Achieved RMSE of 2.2ms on synthetic data

Outperformed existing methods on patient data

Demonstrated feasibility of learning fiber orientations from electroanatomical maps

Abstract

Electroanatomical maps are a key tool in the diagnosis and treatment of atrial fibrillation. Current approaches focus on the activation times recorded. However, more information can be extracted from the available data. The fibers in cardiac tissue conduct the electrical wave faster, and their direction could be inferred from activation times. In this work, we employ a recently developed approach, called physics informed neural networks, to learn the fiber orientations from electroanatomical maps, taking into account the physics of the electrical wave propagation. In particular, we train the neural network to weakly satisfy the anisotropic eikonal equation and to predict the measured activation times.

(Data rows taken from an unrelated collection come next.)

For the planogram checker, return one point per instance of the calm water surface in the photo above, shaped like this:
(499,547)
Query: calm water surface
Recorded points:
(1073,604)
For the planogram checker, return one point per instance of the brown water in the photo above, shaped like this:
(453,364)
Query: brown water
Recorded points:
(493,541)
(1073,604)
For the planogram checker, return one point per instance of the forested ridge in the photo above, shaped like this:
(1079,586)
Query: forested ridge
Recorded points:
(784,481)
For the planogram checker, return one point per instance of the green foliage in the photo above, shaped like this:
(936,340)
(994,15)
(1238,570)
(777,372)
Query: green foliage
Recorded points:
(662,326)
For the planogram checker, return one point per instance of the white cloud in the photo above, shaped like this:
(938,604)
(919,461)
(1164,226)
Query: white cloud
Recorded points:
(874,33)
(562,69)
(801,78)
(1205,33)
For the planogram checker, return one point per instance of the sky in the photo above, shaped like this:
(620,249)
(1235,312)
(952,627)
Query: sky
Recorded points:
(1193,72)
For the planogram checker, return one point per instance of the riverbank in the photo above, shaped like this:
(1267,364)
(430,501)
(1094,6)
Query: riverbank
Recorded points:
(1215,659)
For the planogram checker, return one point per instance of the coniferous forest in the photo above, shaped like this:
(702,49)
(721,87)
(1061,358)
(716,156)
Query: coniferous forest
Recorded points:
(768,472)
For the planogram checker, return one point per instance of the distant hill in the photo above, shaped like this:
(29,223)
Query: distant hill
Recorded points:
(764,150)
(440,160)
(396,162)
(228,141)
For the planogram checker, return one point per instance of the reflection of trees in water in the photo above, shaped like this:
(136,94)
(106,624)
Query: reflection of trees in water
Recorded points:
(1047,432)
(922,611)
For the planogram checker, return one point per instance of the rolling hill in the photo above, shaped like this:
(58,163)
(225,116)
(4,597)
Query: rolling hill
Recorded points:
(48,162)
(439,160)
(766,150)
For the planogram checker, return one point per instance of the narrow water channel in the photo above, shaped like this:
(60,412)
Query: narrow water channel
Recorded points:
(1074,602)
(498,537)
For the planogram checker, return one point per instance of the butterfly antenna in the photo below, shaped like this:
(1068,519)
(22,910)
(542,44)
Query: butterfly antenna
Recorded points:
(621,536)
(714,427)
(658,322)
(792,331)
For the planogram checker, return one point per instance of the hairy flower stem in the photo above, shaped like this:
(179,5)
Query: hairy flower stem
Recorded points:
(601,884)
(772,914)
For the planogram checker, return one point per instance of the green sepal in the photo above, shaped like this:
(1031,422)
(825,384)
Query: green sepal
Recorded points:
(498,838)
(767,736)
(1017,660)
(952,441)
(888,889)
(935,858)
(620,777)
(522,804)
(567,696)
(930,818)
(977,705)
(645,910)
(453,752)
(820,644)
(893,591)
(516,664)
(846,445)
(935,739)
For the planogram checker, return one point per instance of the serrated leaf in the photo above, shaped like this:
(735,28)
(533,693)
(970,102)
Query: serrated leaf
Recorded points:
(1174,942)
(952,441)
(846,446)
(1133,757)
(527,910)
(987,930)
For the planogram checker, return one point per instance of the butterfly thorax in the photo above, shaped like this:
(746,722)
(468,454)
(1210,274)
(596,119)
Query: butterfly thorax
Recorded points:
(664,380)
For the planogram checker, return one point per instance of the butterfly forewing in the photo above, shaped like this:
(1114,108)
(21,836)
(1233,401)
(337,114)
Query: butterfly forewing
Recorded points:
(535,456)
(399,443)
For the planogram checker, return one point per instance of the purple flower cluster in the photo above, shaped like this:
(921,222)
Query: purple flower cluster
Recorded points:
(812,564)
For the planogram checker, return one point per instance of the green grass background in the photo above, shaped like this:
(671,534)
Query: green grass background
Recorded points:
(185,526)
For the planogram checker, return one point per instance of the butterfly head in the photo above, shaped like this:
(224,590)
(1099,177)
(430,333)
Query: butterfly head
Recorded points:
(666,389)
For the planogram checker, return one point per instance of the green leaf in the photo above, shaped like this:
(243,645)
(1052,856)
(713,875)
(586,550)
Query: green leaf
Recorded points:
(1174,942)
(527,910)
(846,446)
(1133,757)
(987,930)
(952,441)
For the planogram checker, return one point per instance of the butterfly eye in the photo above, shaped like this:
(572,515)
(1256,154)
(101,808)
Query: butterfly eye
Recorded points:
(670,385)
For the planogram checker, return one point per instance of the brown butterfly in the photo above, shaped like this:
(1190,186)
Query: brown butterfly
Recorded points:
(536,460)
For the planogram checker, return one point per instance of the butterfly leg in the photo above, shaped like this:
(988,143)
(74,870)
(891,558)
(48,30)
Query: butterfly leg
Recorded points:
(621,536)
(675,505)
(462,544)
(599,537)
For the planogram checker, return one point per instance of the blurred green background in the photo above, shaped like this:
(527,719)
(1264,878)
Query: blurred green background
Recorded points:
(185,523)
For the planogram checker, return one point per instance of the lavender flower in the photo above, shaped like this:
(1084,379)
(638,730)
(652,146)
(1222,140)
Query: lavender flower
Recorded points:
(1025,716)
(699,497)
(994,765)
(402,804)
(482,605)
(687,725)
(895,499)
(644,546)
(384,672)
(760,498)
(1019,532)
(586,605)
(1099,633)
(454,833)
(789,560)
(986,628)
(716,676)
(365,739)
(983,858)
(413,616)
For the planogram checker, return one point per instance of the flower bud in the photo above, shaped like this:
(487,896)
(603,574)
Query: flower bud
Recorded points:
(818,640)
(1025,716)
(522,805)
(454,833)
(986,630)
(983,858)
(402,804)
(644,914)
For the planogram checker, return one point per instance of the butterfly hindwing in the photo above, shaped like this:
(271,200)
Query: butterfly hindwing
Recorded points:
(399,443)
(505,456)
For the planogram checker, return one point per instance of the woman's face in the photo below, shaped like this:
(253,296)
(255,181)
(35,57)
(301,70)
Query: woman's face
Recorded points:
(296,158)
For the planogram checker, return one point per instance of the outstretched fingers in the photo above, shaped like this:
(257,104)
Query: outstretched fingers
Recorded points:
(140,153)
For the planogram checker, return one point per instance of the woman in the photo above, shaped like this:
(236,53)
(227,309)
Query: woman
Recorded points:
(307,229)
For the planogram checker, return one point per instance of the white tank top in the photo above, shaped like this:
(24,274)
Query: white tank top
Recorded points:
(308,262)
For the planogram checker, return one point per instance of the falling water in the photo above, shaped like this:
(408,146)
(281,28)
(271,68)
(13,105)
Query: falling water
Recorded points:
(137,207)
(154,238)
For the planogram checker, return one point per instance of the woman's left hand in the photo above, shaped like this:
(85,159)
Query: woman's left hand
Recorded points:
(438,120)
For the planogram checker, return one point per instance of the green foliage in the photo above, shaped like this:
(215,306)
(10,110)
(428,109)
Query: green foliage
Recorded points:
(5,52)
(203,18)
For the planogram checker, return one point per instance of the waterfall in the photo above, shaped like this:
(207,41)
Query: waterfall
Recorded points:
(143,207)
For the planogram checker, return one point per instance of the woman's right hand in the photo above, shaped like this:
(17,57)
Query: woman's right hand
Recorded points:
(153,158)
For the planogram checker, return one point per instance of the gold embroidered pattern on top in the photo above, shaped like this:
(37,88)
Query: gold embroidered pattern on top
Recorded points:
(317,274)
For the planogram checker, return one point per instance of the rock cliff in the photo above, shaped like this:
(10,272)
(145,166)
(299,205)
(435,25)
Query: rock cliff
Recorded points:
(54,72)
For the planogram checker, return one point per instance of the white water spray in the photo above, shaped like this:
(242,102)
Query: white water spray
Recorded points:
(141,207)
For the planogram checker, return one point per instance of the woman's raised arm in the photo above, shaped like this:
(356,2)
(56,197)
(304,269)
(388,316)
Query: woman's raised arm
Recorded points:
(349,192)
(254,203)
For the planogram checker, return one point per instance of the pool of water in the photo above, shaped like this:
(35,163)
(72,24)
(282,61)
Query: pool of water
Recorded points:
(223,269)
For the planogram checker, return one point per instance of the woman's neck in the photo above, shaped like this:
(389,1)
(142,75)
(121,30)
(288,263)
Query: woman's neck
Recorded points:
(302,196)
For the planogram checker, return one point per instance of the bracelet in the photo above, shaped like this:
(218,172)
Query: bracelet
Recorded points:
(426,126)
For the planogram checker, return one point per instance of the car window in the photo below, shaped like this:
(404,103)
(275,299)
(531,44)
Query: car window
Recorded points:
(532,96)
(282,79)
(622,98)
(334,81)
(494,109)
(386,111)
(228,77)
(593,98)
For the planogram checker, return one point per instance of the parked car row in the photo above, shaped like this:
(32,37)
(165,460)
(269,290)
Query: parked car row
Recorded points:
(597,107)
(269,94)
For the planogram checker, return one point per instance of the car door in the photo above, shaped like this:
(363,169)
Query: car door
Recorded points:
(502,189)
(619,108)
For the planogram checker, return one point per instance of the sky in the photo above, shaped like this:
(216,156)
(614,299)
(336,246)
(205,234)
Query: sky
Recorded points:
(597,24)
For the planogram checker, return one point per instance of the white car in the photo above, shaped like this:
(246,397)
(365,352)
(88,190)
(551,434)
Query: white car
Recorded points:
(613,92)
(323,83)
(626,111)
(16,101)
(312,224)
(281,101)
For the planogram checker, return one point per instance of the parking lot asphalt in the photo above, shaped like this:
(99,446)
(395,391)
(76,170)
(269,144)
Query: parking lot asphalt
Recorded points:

We use a local basis for the anisotropic conductivity tensor, which encodes the fiber orientation. The methodology is tested both in a synthetic example and for patient data. Our approach shows good agreement in both cases, with an RMSE of 2.2ms on the in-silico data and outperforming a state of the art method on the patient data. The results show a first step towards learning the fiber orientations from electroanatomical maps with physics-informed neural networks.